Shannon O'Donnell said...

This is an awesome post, Tere! I've never heard of FreeMind - must check it out! :-)

Susan R. Mills said...

I love Google Earth. When I'm not feeling into my characters, I google the town my story is set in, and it gets me right back into the tale. In fact, I drive around town with Google Earth for too long sometimes, and all of a sudden, my writing time is gone.

Candyland said...

Oh my love for the online dictionary knows no boundaries!!! I can give you a synonym for love in three different languages:)

Theresa Milstein said...

You're better at utilizing tools than me. I just have my manuscript which I type directly in a Word document. If I have ideas I don't want to forget, I open up a separate file to jot notes.
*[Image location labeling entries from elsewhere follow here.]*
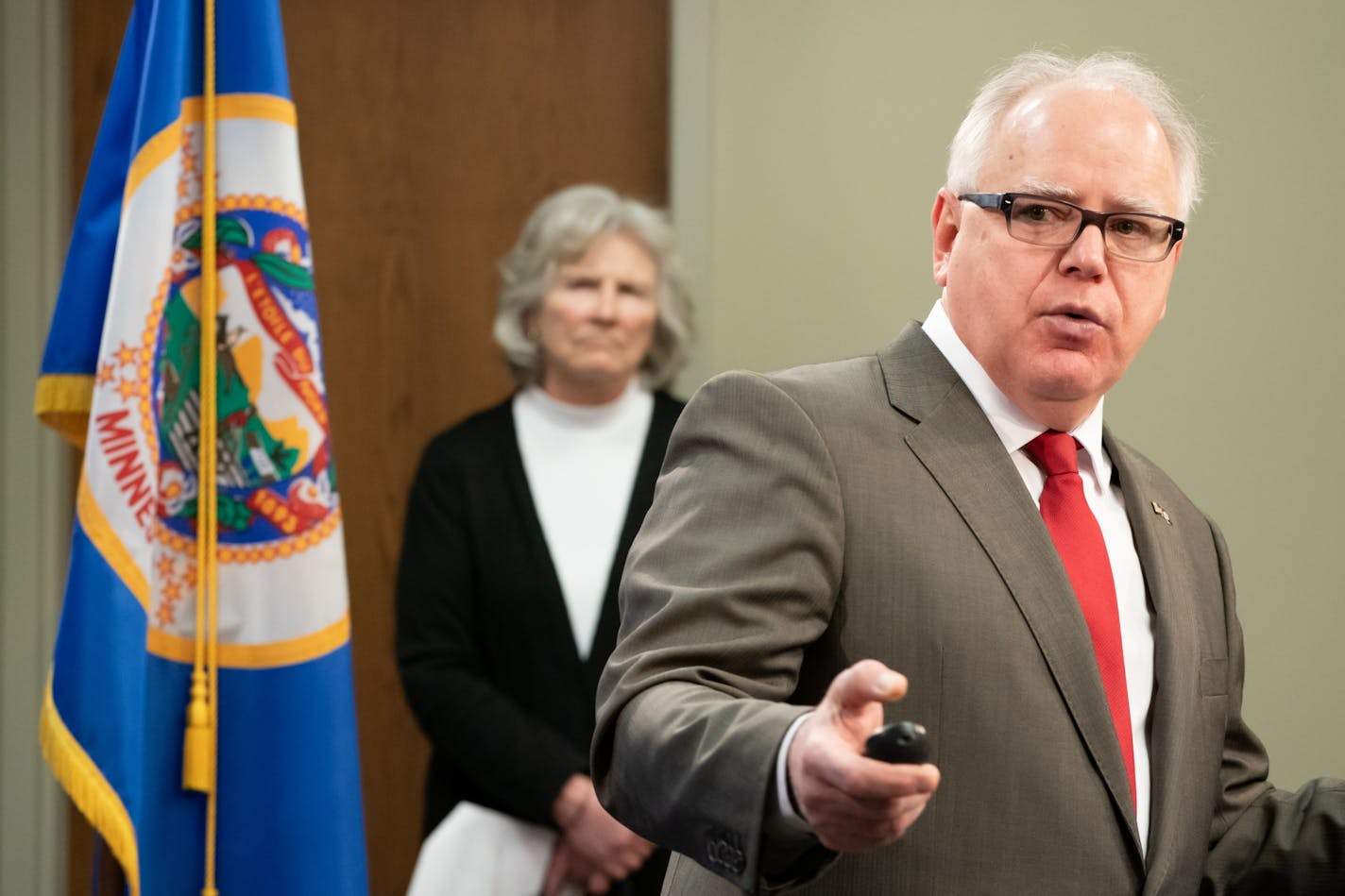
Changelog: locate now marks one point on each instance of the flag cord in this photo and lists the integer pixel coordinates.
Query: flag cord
(200, 741)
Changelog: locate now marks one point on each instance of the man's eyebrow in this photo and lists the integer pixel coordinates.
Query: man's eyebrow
(1119, 202)
(1048, 190)
(1142, 205)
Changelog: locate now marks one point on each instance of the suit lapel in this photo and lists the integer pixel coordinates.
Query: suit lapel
(961, 449)
(1164, 563)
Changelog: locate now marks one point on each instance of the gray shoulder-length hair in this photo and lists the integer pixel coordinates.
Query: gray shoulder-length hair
(1036, 69)
(560, 230)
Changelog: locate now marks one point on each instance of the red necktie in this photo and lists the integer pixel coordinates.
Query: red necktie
(1079, 541)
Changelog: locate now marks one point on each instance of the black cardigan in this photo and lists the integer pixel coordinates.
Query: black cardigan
(483, 640)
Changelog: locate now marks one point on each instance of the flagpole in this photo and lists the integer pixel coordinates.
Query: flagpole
(200, 741)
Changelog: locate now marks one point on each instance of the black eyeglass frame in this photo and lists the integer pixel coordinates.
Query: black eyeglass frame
(1004, 202)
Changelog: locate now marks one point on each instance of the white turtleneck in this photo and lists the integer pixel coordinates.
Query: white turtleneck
(580, 463)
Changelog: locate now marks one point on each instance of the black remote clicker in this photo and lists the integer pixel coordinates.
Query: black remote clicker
(900, 741)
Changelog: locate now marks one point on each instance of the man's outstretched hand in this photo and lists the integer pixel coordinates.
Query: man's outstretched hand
(853, 802)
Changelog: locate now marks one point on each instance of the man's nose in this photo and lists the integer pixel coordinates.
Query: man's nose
(606, 300)
(1087, 255)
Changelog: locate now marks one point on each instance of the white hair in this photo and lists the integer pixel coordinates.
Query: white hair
(1027, 72)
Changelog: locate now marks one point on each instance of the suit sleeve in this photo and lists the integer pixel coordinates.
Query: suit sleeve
(733, 575)
(1266, 839)
(514, 763)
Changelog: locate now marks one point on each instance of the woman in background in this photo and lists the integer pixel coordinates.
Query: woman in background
(519, 521)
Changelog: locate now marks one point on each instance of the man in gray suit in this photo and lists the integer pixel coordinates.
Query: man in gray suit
(952, 507)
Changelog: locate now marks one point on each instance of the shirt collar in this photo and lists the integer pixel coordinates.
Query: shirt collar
(1013, 427)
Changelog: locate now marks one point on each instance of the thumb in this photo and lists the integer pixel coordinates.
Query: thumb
(865, 683)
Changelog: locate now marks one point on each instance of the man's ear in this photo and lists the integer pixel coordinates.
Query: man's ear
(945, 221)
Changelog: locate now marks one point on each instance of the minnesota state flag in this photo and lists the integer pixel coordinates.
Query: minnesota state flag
(279, 810)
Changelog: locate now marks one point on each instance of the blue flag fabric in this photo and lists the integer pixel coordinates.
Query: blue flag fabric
(121, 377)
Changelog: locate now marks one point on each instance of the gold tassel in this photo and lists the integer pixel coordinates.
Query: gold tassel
(198, 744)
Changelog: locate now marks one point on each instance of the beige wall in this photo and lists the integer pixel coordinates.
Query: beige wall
(809, 139)
(34, 488)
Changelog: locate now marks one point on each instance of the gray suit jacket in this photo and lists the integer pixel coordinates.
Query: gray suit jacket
(815, 516)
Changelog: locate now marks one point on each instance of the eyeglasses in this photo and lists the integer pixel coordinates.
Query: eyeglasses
(1052, 222)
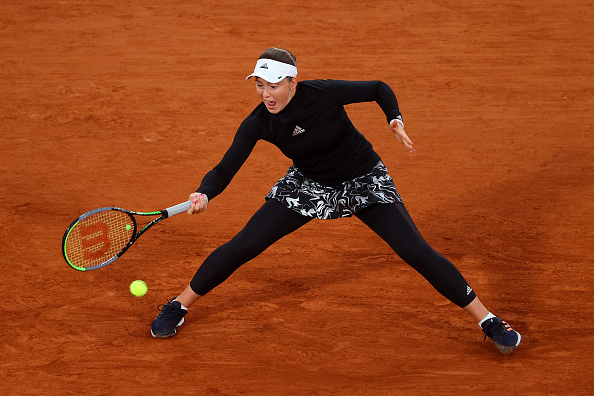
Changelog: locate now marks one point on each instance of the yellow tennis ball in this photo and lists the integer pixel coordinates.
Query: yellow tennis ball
(138, 288)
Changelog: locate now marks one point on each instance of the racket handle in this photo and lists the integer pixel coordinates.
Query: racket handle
(177, 209)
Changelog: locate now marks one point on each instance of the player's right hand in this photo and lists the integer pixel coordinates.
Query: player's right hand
(199, 203)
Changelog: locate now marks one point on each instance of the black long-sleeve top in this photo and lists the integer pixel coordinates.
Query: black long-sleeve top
(313, 130)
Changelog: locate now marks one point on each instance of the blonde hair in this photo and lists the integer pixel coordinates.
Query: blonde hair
(280, 55)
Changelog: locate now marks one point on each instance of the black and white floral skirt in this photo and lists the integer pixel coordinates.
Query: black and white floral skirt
(313, 199)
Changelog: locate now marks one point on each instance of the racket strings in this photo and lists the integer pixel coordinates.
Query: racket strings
(98, 238)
If I wrote like J.K. Rowling, I'd have to have a more effective way to keep track of everything.

salarsenッ said...

Nice post. Came over from Shannon's blog. I hadn't heard of Freemind. I'll check it out. Thank you.

Melissa Gill said...

I have to try this free mind thing ASAP. That sounds like fun. I use Microsoft Paint to make maps, I'm sure there are better programs, but it's free and that's the only thing in my budget.

T. Anne said...

I haven't heard of these great tools. Thanx for introducing me!!!

Jen said...

This was such an awesome post... my thesaurus is always nearby. With a monster of a book I tend to repeat a lot of words so it's nice to look back and see if I've missed anything to swtich the word out with!!

Margo Berendsen said...

This is some useful and fun information! I'll have to try that mind mapping software. Great idea!